Multi-agent: supervisor & swarm
Supervisor, swarm, and hierarchical orchestration — and the harder question of when NOT to go multi-agent. Most tasks are better served by a single agent with good tools.
What you'll learn
- The orchestration topologies — single, supervisor, swarm, hierarchical
- When multi-agent genuinely helps (isolated context windows)
- When NOT to use multi-agent — and why most swarms get rewritten
Before you start
“Let’s have a planner agent talk to a research agent talk to a writer agent.” It sounds sophisticated, and it’s usually a mistake. Multi-agent systems are real and sometimes necessary — but they are not a default, and reaching for them too early is the single most common architecture error in agent engineering. This lesson covers the topologies and the harder discipline: knowing when one agent is the right answer.
The topologies
- Single agent — one agent, a good prompt, a few tools. Start here. It’s the cheapest, fastest, and most debuggable option, and it handles the large majority of tasks.
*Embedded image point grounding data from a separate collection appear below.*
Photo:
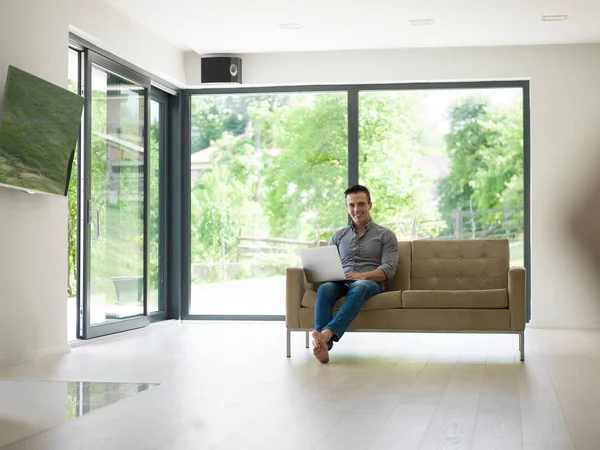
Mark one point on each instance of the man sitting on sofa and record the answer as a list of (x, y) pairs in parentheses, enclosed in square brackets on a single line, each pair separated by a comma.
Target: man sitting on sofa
[(369, 254)]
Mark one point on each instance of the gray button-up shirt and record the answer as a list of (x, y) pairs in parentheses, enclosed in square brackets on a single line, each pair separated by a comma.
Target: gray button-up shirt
[(377, 248)]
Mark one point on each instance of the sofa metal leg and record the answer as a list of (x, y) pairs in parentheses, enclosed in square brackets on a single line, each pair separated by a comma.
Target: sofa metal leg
[(522, 344)]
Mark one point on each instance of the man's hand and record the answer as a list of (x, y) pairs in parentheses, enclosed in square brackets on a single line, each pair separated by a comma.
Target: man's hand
[(355, 276)]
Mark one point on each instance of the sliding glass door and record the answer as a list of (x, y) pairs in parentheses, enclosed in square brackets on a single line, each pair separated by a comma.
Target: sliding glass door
[(115, 189), (268, 168)]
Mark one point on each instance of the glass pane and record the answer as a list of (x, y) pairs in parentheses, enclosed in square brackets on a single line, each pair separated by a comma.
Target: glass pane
[(74, 85), (117, 198), (268, 174), (156, 130), (445, 164)]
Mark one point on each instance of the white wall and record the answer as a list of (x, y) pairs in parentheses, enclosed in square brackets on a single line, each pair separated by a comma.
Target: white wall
[(33, 228), (565, 141)]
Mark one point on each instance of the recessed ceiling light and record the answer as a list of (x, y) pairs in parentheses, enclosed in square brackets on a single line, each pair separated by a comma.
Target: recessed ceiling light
[(421, 22), (554, 18), (290, 26)]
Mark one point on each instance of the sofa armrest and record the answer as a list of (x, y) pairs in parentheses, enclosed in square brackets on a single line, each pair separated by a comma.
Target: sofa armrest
[(295, 287), (517, 281)]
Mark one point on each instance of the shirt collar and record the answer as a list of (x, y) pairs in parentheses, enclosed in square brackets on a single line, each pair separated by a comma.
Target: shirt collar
[(368, 226)]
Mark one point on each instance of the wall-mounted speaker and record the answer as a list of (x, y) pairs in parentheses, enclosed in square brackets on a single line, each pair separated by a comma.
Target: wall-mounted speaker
[(221, 69)]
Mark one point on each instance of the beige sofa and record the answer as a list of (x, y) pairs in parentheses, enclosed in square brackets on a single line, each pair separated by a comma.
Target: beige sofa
[(440, 286)]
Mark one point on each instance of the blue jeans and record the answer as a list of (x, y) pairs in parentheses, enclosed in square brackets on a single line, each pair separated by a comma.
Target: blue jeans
[(356, 292)]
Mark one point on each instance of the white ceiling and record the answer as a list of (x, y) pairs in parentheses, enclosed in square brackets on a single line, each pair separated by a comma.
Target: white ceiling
[(249, 26)]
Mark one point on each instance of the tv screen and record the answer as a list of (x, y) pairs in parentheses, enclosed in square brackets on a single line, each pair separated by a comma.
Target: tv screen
[(39, 131)]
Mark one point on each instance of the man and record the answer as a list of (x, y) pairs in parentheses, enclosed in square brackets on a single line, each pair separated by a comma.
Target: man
[(369, 254)]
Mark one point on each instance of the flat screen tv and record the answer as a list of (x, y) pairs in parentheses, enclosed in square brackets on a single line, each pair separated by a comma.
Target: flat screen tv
[(39, 130)]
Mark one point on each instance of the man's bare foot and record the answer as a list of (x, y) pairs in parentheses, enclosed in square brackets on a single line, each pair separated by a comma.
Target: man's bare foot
[(320, 347)]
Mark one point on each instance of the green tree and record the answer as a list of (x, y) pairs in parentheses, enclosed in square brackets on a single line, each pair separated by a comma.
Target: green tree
[(485, 147)]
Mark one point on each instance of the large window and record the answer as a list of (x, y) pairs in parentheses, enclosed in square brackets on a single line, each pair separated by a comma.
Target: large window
[(74, 85), (266, 177), (445, 164), (268, 171)]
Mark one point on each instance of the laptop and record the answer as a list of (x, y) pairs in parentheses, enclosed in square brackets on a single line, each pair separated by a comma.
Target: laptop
[(322, 264)]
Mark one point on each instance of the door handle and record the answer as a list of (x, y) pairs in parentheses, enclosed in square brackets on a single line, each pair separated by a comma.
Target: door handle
[(97, 223)]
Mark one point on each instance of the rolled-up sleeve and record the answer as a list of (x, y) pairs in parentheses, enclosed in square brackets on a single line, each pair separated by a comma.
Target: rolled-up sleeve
[(389, 254)]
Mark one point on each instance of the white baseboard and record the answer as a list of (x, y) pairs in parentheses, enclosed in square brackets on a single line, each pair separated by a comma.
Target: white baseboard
[(36, 354)]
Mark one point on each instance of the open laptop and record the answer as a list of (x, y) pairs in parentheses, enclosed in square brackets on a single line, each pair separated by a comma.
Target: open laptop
[(322, 264)]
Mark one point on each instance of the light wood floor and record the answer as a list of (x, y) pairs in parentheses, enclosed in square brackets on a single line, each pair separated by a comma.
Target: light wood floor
[(230, 386)]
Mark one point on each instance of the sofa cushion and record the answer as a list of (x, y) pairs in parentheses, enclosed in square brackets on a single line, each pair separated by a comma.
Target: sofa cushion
[(488, 298), (401, 279), (387, 300), (451, 265)]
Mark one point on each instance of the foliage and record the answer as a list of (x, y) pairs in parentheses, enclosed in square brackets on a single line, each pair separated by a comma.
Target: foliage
[(485, 147)]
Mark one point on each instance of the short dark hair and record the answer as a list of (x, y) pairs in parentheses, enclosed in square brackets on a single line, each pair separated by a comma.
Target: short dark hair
[(357, 189)]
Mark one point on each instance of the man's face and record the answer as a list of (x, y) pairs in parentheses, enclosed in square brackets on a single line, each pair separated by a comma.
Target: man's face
[(358, 207)]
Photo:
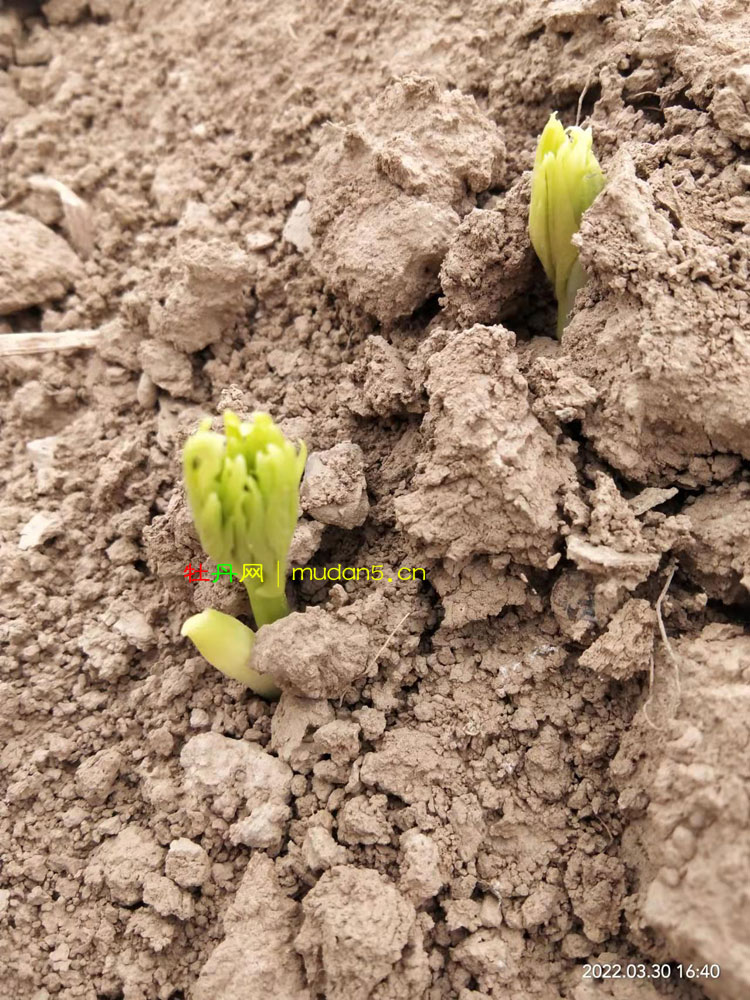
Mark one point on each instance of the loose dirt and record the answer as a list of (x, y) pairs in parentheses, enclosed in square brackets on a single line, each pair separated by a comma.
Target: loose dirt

- Supervisor (orchestrator–workers) — a central agent decomposes the task and delegates sub-tasks to worker agents, then synthesizes their results. This is roughly 70% of production multi-agent systems, because it maps cleanly onto “split this into independent pieces.”
- Swarm — peer agents hand off control to one another (any agent can pass to any other). Flexible and powerful, but routing is emergent and traces are hard to follow. The frontier, not the default.
- Hierarchical — supervisors of supervisors, for very large task trees. Most power, most overhead and complexity.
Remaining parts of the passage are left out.